LPSK: Teror Pelapor Kejahatan Belum Berakhir

Kamis, 02 Maret 2017 – 17:40 WIB
LPSK

jpnn.com - jpnn.com - Lembaga Perlindungan Saksi dan Korban (LPSK) menemukan masih banyak intimidasi hingga ancaman fisik terhadap pelapor tindak pidana.

Ketua LPSK Abdul Haris Semendawai mengatakan pola-pola intimidasi dan ancaman fisik terhadap masyarakat yang berani melaporkan suatu tindak pidana, belum banyak berubah. Mulai dari ancaman verbal hingga kekerasan fisik masih terus digunakan pihak-pihak yang tidak ingin kejahatannya terbongkar.

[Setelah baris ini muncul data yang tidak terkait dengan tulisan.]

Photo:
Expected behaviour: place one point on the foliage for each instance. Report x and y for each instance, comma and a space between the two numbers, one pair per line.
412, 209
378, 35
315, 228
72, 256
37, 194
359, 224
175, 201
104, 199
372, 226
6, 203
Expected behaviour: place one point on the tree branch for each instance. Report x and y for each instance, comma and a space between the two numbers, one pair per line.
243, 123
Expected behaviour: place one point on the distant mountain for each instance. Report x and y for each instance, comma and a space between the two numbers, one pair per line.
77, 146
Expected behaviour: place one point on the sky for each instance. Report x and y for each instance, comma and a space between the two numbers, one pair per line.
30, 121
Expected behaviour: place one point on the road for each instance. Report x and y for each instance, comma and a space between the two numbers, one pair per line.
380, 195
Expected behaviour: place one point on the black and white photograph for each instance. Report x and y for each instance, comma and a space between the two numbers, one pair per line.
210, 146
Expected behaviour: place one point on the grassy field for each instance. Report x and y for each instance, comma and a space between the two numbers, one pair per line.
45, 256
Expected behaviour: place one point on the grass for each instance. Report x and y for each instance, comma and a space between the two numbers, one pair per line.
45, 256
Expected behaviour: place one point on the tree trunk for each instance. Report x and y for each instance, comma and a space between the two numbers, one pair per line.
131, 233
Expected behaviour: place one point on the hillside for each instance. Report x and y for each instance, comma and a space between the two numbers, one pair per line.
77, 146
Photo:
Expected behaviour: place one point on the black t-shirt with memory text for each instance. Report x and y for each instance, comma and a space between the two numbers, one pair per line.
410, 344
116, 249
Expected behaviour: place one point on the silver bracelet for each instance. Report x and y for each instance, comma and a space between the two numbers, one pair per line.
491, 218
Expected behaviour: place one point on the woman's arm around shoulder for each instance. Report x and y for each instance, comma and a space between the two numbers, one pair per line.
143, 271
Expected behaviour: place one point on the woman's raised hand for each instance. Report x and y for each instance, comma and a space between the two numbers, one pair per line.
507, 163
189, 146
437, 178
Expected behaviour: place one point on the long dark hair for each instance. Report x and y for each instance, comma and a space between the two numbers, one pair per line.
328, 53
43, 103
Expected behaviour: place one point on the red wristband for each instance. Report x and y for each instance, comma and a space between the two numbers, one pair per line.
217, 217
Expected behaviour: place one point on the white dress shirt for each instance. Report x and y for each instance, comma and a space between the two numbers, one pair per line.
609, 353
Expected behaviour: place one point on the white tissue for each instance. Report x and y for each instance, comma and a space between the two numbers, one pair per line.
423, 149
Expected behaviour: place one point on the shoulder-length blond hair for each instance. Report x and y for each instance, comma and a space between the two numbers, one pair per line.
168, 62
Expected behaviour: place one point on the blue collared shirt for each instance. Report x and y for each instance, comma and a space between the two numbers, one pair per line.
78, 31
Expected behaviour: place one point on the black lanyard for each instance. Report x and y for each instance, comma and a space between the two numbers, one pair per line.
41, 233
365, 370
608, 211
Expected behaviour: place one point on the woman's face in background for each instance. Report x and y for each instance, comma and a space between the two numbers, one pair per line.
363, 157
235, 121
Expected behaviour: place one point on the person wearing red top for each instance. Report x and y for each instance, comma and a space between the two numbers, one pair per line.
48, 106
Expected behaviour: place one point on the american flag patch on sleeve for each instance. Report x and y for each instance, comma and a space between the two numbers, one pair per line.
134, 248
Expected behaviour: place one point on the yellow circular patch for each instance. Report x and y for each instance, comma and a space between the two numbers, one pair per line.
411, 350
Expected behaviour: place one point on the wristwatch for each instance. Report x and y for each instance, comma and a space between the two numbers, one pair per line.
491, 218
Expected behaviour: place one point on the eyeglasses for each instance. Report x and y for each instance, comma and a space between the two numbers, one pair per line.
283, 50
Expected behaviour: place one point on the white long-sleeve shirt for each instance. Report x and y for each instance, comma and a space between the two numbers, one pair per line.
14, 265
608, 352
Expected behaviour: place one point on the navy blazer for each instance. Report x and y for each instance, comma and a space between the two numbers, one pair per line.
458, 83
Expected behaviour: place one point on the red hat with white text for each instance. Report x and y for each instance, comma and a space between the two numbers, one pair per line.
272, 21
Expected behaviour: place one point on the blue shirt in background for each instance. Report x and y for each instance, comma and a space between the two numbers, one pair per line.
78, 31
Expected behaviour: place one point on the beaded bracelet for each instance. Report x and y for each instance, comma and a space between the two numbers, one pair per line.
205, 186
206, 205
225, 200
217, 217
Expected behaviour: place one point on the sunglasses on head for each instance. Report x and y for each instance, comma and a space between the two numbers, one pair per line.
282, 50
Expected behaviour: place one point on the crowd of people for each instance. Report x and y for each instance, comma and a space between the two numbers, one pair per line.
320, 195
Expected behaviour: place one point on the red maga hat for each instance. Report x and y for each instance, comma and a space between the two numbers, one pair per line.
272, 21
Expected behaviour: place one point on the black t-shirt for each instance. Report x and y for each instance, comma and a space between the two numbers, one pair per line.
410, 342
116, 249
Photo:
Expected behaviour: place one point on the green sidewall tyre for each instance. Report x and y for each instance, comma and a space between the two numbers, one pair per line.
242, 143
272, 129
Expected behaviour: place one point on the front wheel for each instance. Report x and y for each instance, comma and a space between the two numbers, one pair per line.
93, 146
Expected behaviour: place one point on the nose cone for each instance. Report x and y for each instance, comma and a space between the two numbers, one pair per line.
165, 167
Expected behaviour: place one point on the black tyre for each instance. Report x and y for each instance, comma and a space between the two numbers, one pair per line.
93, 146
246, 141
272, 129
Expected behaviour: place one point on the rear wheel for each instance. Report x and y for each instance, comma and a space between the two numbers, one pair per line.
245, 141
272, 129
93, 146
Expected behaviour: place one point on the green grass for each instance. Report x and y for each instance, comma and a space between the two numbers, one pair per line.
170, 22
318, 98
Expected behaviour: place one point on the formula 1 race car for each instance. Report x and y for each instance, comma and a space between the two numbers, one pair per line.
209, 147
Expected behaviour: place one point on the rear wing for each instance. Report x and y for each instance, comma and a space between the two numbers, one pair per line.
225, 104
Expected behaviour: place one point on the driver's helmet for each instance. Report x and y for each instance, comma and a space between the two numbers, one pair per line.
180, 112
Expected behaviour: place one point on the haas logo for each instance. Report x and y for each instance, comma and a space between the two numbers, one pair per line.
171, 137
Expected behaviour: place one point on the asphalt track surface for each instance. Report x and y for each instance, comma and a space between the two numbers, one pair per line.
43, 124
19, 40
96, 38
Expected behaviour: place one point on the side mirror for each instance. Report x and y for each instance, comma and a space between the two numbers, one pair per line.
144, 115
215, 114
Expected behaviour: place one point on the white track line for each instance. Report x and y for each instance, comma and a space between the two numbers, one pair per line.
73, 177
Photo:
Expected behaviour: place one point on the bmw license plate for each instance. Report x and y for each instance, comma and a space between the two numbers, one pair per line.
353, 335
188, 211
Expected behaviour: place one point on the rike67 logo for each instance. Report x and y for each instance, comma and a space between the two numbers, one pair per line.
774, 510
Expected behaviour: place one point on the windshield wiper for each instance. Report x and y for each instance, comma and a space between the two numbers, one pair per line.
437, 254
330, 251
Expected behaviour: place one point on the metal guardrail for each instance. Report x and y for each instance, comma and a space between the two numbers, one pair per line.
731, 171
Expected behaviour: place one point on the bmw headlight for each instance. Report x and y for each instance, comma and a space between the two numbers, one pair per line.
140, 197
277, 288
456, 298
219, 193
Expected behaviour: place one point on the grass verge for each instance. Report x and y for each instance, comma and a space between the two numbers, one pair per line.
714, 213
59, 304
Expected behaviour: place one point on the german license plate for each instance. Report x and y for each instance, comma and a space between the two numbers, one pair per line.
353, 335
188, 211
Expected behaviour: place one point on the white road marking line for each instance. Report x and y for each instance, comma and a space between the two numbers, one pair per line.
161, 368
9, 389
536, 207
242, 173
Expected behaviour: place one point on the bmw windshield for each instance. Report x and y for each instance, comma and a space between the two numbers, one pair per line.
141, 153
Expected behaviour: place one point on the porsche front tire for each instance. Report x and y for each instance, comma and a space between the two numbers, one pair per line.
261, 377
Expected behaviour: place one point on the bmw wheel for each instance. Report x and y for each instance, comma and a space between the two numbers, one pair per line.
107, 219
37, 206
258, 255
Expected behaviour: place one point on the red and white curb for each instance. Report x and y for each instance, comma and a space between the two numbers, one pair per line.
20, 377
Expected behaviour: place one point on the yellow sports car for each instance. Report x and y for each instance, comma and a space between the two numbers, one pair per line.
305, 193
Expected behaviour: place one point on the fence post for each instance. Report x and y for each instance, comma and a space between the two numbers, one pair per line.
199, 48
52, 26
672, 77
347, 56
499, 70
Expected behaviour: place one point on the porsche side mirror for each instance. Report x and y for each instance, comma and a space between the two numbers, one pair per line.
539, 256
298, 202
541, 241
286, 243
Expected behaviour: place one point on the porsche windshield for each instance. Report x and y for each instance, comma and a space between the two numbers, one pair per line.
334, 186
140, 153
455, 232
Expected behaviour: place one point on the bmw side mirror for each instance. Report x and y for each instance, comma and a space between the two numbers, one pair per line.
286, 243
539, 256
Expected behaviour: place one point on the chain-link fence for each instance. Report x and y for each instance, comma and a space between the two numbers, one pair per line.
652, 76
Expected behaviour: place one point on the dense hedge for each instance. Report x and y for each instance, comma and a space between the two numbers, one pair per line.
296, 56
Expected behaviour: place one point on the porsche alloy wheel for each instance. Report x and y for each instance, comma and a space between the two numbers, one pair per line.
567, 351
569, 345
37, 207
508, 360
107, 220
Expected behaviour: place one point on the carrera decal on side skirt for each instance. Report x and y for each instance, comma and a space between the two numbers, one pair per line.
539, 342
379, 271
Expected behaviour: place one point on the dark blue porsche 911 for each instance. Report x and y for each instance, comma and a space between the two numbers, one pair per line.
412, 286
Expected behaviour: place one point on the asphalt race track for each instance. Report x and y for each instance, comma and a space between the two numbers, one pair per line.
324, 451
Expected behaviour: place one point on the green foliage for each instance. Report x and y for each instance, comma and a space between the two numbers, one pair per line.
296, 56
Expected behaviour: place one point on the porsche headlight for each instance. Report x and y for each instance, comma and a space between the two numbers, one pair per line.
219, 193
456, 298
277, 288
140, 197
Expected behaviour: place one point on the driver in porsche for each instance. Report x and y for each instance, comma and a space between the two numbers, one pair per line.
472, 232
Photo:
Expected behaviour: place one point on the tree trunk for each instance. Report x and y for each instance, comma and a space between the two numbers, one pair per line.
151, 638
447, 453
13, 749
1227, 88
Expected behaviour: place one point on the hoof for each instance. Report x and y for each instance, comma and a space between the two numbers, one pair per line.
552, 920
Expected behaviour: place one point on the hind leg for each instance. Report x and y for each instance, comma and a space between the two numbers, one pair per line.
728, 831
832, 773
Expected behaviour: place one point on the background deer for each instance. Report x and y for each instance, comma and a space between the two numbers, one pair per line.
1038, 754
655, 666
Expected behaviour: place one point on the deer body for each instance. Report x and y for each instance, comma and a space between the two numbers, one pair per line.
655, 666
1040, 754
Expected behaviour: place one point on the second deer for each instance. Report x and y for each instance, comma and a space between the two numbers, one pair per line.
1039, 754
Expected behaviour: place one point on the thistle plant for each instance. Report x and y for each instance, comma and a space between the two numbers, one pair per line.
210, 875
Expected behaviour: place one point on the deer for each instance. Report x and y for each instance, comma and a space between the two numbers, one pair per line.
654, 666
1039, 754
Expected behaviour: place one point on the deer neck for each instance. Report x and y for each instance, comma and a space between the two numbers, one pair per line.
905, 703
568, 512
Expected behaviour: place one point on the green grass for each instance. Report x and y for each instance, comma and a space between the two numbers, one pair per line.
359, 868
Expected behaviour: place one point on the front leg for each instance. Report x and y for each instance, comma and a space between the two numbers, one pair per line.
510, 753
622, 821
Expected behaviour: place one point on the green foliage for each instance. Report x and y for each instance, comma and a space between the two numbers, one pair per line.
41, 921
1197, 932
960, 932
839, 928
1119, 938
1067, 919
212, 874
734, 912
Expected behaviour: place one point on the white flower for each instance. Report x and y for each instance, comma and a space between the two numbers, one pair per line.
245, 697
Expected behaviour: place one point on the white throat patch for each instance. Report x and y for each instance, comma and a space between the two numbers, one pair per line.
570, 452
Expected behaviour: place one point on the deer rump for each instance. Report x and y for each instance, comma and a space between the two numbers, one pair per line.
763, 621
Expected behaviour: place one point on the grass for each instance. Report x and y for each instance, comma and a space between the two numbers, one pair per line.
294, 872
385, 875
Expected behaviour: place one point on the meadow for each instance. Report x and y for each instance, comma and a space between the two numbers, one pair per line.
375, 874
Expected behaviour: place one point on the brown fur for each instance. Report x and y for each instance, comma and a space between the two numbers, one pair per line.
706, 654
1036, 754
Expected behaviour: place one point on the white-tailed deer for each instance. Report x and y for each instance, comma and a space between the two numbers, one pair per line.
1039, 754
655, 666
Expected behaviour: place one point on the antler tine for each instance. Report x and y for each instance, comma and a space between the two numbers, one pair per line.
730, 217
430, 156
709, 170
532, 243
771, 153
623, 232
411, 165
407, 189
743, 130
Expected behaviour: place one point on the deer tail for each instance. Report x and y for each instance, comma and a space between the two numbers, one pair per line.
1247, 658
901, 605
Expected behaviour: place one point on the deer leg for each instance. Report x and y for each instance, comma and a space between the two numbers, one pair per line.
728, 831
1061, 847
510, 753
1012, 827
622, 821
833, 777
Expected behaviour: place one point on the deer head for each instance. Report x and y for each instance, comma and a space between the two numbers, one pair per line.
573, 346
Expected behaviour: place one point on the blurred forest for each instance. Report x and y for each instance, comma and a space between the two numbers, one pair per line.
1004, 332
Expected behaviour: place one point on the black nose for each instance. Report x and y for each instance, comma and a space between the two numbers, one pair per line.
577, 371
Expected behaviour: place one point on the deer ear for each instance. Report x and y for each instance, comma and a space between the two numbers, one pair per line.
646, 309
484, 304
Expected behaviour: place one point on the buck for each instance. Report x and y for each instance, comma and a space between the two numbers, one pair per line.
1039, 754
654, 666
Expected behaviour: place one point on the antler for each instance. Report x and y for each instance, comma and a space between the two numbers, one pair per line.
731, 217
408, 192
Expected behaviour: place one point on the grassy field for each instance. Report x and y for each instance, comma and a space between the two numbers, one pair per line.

BACA JUGA: Dua Pejabat DKI Jadi Tersangka Korupsi Proyek Banjir

Menurut dia, mereka yang berani melaporkan suatu kejahatan bisa dikatakan sebagai “suara” dari orang-orang yang tidak bersuara. Mereka berani melapor kepada aparat penegak hukum.

"Hal itu sesuai dengan hakikat dari hadirnya LPSK yakni agar masyarakat berani melaporkan kejahatan,” kata Semendawai di Jakarta, Kamis (2/3).

BACA JUGA: Bambang Dicurigai Samarkan Aset Lewat Anak dan Istri

Semendawai mencontohkan, kasus pembungkaman terhadap pelapor kejahatan terbaru menimpa seorang aktivis antikorupsi di Palembang, Sumatera Selatan, berinisial SH.

Korban dan istrinya terkena lemparan air keras setelah sebelumnya menggelar aksi menyuarakan dugaan korupsi dana bantuan sosial di depan kantor Komisi Pemberantasan Korupsi (KPK) di Jakarta.

BACA JUGA: Panglima TNI: Tahun Ini Fokus Bersih-bersih Korupsi

Menurut Semendawai, peristiwa yang menimpa SH ini sudah terkategori upaya pembungkaman terhadap peran masyarakat dalam melaporkan tindak pidana, seperti korupsi.

Karenanya Semendawai menegaskan, sudah saatnya menagih komitmen penegakan hukum dalam menjamin keamanan masyarakat yang berani menyuarakan kejahatan. Karena kasus pembungkaman seperti yang dialami SH, juga dirasakan para pelapor lainnya.

“Ironi, kasusnya sudah dilaporkan ke penegak hukum, tetapi kasusnya tak kunjung jalan. Kondisi ini tentunya memerlukan atensi bersama, jangan sampai masyarakat takut dan tidak berani melaporkan kejahatan yang diketahuinya,” ujar dia.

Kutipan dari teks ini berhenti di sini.